A whiff of wintergreen
Have you ever paused for a moment and thought how easily a scent can transport you back in memory to a place or situation? It’s common knowledge that while sight is the strongest sense for short term memory, the sense of smell is the
strongest and most vivid for long-term memories.
Wintergreen for instance, with its minty smell, or perhaps Elliman’s Universal Embrocation can take a-players straight back to the club house changing room –years after retiring. It was widely used as a sports rub on muscles especially in winter. There were actually two products – ‘Universal Embrocation’ for humans, and ‘Royal Embrocation’ for horses (sometimes referred to as horse liniment) – but there was no difference between the two –yes really!
Another whiff of the past was ‘Zam Buk’, with its distinct fragrance of eucalyptus and camphor. In the UK, Zam-Buk first appeared on chemist’s shelves around 1903. The balm had been discovered in South Africa, and later used on Rugby and Football fields in Australia and New Zealand after the Boer War. It was found when a player was injured, applying the ointment acted as an antiseptic eliminating the chances of the wound becoming infected.
Before antibiotics if a player cut or grazed his knee it could become infected to such an extent that the player could even die (yes seriously). Soon St John ambulance men began carrying Zam Buk in their kit bags to treat players. It’s still available today.
Not forgetting the ubiquitous Vaseline –much favoured by the scrum on their ears –although on sandy pitches proved counter-productive, as grit mixed with Vaseline became abrasive.
Before the start of a season, it was always recommended to get a Tetanus injection, against what was known as lockjaw -spasms in the jaw muscles caused by wound infection from soil. This was, so we were told, particularly important if the game fixtures were in London or Essex. As many of the pitches had been laid over medieval plague pits. One such fabulous club ground, hidden away in the centre of the City of London is the Honourable Artillery Company RFC*, http://www.pitchero.com/clubs/hac/ - it had been used as a burial site during the great plague in 1665.
A Fag at Lemons
Half time at last, exhausted players, gathering around -grabbing at the fruit wedges from a plate that the winger (who had little to do that half) had kindly brought over from the touch-line. Standing together, sucking on the orange, or perhaps lighting up a fag (cigarette) – for years I believed (still do) that the little pocket inside shorts by the waistband, were specifically designed by Messrs. Umbro for that very purpose. It had been solemnly explained to me that it fits a book of matches and half a cigarette exactly. Whilst others reflecting on Michael Green’s book which states;
The first half is invariably much longer than the second.
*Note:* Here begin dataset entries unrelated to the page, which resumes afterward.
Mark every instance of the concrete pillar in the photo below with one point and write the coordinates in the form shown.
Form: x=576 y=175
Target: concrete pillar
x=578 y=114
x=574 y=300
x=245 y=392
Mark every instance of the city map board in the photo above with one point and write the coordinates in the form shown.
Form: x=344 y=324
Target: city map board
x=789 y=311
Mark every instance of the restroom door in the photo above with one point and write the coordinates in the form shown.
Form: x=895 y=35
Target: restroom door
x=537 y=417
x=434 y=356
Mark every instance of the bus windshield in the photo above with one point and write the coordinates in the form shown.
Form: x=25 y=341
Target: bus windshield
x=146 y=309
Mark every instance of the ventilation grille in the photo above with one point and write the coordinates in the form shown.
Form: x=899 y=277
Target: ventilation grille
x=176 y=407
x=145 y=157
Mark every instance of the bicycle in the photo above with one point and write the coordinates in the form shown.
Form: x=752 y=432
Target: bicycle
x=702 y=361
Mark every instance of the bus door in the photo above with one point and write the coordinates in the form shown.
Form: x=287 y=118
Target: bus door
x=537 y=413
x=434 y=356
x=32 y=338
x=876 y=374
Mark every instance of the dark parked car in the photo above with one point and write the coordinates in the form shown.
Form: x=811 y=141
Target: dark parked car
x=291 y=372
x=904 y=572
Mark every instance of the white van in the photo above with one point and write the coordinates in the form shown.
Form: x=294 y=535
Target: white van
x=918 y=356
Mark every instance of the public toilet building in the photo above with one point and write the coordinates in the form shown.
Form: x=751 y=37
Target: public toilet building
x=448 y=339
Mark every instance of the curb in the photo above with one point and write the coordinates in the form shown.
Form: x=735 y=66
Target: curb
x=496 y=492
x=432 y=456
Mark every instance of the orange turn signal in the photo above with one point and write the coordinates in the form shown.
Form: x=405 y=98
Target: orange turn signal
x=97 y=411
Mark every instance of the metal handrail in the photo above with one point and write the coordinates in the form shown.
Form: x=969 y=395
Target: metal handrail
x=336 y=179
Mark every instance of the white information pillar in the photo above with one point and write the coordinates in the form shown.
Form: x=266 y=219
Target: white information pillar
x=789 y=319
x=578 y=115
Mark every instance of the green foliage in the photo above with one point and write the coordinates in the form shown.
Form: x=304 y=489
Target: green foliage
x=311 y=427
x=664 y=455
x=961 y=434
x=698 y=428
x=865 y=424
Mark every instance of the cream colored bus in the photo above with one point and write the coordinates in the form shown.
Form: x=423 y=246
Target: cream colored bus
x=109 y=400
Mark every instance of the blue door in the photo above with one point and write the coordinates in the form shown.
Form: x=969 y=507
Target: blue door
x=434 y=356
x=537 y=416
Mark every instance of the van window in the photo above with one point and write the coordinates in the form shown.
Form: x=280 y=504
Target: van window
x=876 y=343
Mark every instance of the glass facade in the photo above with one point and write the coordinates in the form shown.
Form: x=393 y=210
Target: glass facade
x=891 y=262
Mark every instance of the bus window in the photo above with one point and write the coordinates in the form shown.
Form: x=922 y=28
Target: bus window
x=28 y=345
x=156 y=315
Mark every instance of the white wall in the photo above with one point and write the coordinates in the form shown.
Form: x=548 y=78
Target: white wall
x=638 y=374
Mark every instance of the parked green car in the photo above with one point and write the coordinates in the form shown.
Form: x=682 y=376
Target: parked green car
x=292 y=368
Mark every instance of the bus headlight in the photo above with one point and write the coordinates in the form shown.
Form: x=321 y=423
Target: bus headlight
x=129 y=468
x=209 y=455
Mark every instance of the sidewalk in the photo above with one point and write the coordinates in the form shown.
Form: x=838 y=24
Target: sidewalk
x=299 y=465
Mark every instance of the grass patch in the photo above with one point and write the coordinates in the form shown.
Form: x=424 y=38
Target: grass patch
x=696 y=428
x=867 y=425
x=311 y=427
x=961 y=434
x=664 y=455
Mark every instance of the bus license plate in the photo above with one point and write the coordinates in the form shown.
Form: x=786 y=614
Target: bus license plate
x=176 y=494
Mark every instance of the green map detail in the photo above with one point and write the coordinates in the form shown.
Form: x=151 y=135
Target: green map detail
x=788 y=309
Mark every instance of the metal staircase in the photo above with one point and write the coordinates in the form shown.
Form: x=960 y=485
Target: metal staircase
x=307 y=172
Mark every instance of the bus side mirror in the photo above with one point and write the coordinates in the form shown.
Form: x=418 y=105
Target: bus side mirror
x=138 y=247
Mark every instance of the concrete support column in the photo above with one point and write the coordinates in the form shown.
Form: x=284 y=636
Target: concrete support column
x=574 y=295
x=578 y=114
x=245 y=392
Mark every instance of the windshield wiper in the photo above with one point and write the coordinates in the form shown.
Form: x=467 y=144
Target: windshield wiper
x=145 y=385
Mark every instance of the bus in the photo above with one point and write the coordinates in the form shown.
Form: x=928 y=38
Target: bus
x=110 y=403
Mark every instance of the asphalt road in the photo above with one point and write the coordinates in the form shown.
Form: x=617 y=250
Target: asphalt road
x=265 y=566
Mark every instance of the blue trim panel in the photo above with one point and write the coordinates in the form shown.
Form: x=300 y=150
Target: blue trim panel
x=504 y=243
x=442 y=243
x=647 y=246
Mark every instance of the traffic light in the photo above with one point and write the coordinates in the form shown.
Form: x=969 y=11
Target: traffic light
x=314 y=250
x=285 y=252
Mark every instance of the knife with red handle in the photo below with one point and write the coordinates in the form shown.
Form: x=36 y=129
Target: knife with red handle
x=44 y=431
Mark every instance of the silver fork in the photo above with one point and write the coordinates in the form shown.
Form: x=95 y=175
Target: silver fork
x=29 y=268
This is partly because of the late kick-off
-but is also caused by the unfitness of the referee.’
You see, up until World War Two, half-time would often be referred to as ‘lemons’. Because they used to be the accepted half-time refresher at all rugger levels. The use of oranges was considered to be effete. Wartime conditions meant the end of the import of lemons (largely from Italy) and when available oranges were substituted.
Interestingly there has been no subsequent return to lemons.
The game over at last, back in the changing room, a rag-bag of players in different states of array sitting staring vacantly at the floor, wincing at some yet undiscovered injury. Because lack of fitness inevitably led to minor injuries – but as a famous Irish pipe smoking International from that amateur era Willie John McBride, explained in an interview (and speaking for many), comparing conditions thirty years earlier with the modern game,
‘…the players have medics these days. We had Elastoplast’.